Emery smiled gratefully, then looked sad again. “We’re supposed to go to Italy for the rest of the summer. I guess I won’t see you anymore.”

“I guess not,” I said, and yet another crack formed in my heart. There were so many, it must’ve been close to falling to pieces.

“I know!” Emery grabbed my arm. “You can write to me. Write to me, and then I’ll have your address, and I’ll write you back. Can you remember mine if I tell you?”

“Of course.”

“Yay! We’ll be pen pals! And even though it’s a long way away, let’s meet here next year. Next Fourth of July. Right on this rock. You want to?”

One year. It may as well have been a thousand, it felt so far away. She’d probably forget all about me, but it was my only chance, so I took it.

“Yes,” I said. “I want to.”

Emery’s face lit up with happiness at the idea of seeing me again, and that was the closest I’d come to crying all day.

She told me her address—a big house on the water, no doubt—and I committed it to memory as if it were the answer to the world’s most important question on an exam I must not fail.

The driver called her again, this time more urgently.

“Gotta go,” Emery said, walking backwards. “Write to me, okay?”

“I will.”

She gave me a little wave in the falling dark, then stopped and bent over a tall yellow flower—a daffodil with a bright yellow trumpet. Emery plucked it and ran back to me, breathless.

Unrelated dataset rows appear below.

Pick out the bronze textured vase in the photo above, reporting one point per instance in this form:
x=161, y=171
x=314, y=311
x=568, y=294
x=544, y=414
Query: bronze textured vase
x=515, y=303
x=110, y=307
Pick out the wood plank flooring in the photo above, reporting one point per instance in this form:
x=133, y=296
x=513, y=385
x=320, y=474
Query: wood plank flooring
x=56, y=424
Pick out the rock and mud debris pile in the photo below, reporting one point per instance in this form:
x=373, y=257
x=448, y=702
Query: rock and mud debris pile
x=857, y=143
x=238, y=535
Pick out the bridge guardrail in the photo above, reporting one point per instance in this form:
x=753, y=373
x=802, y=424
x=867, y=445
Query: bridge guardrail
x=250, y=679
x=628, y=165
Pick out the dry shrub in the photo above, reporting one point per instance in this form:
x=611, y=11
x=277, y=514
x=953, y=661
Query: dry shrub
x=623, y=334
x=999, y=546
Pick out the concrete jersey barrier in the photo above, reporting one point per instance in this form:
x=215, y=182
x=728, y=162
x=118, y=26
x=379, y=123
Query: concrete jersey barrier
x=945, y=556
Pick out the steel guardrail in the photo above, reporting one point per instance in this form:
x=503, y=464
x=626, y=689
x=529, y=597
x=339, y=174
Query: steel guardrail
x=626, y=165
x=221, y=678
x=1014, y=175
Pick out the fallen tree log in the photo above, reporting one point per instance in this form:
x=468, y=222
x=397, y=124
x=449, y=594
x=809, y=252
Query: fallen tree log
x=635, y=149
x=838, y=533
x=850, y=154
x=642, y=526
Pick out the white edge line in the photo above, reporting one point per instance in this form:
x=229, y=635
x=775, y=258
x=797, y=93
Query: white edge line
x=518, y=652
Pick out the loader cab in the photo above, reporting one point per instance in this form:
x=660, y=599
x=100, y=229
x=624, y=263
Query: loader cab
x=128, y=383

“You won’t forget me, will you, Xander?”

“I won’t,” I said. “Never.”

“Promise?”

“I promise.”

Emery’s smile stole my breath and my heart right along with it. She pressed the flower’s sturdy green stem into my hand. “See you next year.”

I watched her go, watched her climb into the waiting car that looked so cold. Today had been cold and raw too, but Emery…she was everything warm and good, and I knew I’d remember her forever.

***

Emery, Age Thirteen

He forgot me.

It was the only explanation. I’d been coming to Brenton Park every year for three years. To the rock. Our rock. And for three years, Xander was never here. This was the third year. The last year.

I can’t do this anymore.

I shifted on the hard stone. My butt was numb; I’d been sitting for hours—since this morning—because I didn’t want to risk missing him. But now the sun was sinking, and it was obvious that Xander wasn’t coming. Again.

I looked west to the ocean. The paper in my hand was getting wrinkled, the ink stained with my tears, the writing smudged.

It wasn’t a letter from Xander. He hadn’t written me either, like he promised.

Not once. Empty mailboxes for years. And each time there was no letter, some little piece of me that had been soft and warm grew hard and cold.

I wasn’t supposed to go in Grant’s room—no one was.

It was sealed off like an exhibit in a museum.

But I snuck in there sometimes. Jack did too, probably more than me.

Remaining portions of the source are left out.